CoolTV
- CoolTV logo
- Country: Canada
- Broadcast area: National
- Headquarters: Winnipeg, Manitoba, Canada

Ownership
- Owner: Canwest Media Inc. (Canwest)

History
- Launched: September 4, 2003
- Closed: July 21, 2008

= CoolTV =

CoolTV was a Canadian English language category 2 digital cable specialty channel dedicated to the musical genres of jazz, blues and world music; including music videos, movies, concerts, and television series.
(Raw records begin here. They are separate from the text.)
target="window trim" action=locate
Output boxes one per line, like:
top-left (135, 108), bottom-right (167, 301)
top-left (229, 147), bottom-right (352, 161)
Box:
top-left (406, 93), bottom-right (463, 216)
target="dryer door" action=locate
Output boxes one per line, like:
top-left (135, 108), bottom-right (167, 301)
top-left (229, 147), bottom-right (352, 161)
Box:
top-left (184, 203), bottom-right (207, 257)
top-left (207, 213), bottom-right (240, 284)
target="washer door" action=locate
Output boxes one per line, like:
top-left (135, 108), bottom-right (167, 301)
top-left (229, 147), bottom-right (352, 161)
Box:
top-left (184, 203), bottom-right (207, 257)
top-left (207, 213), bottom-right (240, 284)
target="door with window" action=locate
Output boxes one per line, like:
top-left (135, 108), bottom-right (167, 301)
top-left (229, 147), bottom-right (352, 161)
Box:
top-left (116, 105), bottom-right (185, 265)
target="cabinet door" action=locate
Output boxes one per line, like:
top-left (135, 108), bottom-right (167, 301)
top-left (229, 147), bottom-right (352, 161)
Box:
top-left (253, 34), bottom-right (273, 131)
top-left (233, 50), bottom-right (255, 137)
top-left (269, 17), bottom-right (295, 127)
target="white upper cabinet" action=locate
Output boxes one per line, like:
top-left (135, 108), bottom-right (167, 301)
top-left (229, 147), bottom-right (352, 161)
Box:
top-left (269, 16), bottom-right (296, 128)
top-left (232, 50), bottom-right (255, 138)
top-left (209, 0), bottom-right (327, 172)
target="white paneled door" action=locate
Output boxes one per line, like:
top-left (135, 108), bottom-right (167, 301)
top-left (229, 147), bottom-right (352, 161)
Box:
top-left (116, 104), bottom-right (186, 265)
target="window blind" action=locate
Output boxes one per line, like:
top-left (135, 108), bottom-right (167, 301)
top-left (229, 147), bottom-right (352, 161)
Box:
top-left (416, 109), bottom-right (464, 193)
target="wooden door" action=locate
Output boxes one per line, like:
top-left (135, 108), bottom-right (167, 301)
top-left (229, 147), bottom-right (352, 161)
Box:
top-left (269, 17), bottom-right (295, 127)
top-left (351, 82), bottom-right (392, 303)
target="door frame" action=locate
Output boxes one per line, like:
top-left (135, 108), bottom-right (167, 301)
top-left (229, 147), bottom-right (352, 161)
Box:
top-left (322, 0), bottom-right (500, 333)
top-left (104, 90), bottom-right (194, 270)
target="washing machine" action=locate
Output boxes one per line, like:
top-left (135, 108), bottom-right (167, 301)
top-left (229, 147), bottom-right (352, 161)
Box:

Based in Winnipeg, Manitoba, CoolTV was owned by Canwest Media, a division of Canwest Global Communications.

==History==
In November 2000, Global Television Network Inc. (a subsidiary of Canwest Global Communications) was granted a television broadcasting licence by the Canadian Radio-television and Telecommunications Commission (CRTC) called The Jazz Channel, described as "a national English-language Category 2 specialty music video television service dedicated to jazz, blues and world music."

The channel launched in September 2003 as CoolTV, and was initially headed by former CBC Radio broadcaster Ross Porter, who left in 2004 to head up CJRT-FM in Toronto.

From 2003 to 2007, Canwest operated a radio station in Winnipeg, CoolFM, which served as an adjunct to CoolTV. The radio station was sold to Corus Entertainment in 2007 and rebranded "Groove FM".

On July 21, 2008, CoolTV ceased operations. Canwest cited growth potential, profitability and warranting investment for its reasons to discontinue the service.

The closure of CoolTV did not put an end to Canwest's financial turmoil as the company ultimately declared bankruptcy in 2009 and its broadcast assets were sold to Shaw Media in 2010 but acquired by Corus in 2016.